Naemi was released and returned home Nov. 15, 2005, after 15 years and seven months.

Shortly following his new life outside of prison, Naemi began leading Bible classes at Chaldean parishes around Metro Detroit. People also began coming to him to be prayed over, with many apparently healed — including a nearly blind woman whose story of recovering her sight was recounted in the February edition of the Chaldean News.

“I watched God show me how to preach and evangelize,” Naemi said. “I’ve seen God heal everything, but he doesn’t heal them all,” he added. “I’ve seen cancer patients healed; those ready to die. I’ve watched guys get rid of crutches.”

Healing the community

One man in particular is especially grateful for the healing he received after being prayed over by Naemi.

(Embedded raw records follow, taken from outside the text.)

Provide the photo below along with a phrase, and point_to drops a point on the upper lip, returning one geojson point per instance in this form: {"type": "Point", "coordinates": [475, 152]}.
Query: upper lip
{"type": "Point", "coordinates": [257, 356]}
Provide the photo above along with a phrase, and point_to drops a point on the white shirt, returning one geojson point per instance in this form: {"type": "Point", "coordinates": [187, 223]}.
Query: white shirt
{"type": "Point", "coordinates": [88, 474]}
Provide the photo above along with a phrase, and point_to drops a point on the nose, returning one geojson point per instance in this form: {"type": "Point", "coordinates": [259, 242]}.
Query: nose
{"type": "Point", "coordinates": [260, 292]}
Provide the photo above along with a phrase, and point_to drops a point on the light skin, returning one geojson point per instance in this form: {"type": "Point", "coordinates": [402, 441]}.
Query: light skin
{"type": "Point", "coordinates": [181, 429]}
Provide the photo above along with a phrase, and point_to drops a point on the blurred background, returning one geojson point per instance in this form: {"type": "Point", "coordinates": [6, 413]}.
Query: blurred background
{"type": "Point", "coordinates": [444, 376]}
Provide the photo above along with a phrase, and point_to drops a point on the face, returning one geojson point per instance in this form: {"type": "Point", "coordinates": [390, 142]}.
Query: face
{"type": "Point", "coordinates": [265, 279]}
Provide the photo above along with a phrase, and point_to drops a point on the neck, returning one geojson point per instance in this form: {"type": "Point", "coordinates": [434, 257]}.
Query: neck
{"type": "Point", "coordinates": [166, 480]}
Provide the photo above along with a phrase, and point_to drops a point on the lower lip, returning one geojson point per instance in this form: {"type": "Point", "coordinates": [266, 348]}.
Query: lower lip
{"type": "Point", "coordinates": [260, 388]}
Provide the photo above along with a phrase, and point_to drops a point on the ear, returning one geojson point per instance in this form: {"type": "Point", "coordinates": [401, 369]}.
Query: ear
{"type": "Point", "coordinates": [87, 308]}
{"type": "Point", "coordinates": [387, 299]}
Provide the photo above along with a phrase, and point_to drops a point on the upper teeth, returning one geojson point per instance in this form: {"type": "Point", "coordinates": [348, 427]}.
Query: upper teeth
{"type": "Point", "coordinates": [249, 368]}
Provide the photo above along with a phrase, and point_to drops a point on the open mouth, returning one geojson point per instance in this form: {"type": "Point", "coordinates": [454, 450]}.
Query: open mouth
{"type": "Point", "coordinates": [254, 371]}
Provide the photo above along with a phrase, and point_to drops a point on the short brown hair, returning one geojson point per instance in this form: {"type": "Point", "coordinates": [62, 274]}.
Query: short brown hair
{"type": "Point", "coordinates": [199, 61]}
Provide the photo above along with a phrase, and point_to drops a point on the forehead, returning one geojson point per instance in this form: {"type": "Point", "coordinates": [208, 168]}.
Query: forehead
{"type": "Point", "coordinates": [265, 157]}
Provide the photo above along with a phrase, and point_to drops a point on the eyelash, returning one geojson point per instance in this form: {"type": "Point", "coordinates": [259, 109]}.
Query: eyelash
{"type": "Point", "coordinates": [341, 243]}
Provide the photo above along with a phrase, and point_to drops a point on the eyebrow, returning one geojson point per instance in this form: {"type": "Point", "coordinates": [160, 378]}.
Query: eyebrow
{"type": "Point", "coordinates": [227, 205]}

Mark Jabow, who today lives in Sterling Heights with his family, was diagnosed with chronic colitis in 1997.

“In 2005 I was locked up on two gun cases,” Jabow recalled. He met Naemi for the first time that September when Jabow was sent to Naemi’s facility.

Naemi and Jabow were two of the four Chaldean inmates, and together they formed a small community that included cooking familiar foods together.

“I told them, ‘I can eat anything but spicy food,’” Jabow said. “Tom said ‘stop, that is the devil speaking, you can eat whatever you want.’”

When the food was ready, Jabow saw a large amount of jalapenos on his plate, and protested that he could not eat them.

“Tom said, ‘stop,’ and put his hand on my stomach and on my back, and prayed for five to 10 minutes,” Jabow said, explaining that his back became “burning hot; I’d never sweat like that. I was dripping with sweat.”

Naemi then told Jabow, “You can eat anything.”

“I said, ‘what is that guy talking about?’” said Jabow. But he was released in December 2007, and went to see the same doctor who had diagnosed him with colitis 10 years earlier.

The doctor asked Jabow how his colitis had been, to which Jabow said it seemed much better.

Jabow was due for a colonoscopy, and the doctor agreed to do it even though Jabow had not experienced any recent problems.

After the procedure, “the doctor said there is no evidence of chronic colitis, it’s got to be a miracle,” said Jabow, who quickly contacted Naemi.

“He said, ‘I told you, you’re healed,’” Jabow said. “I have no problems; I now eat tons of spicy foods!”

Many times people will contact Naemi and thank him for healing them.

But he always points out, “It’s not that I healed you; God healed you.”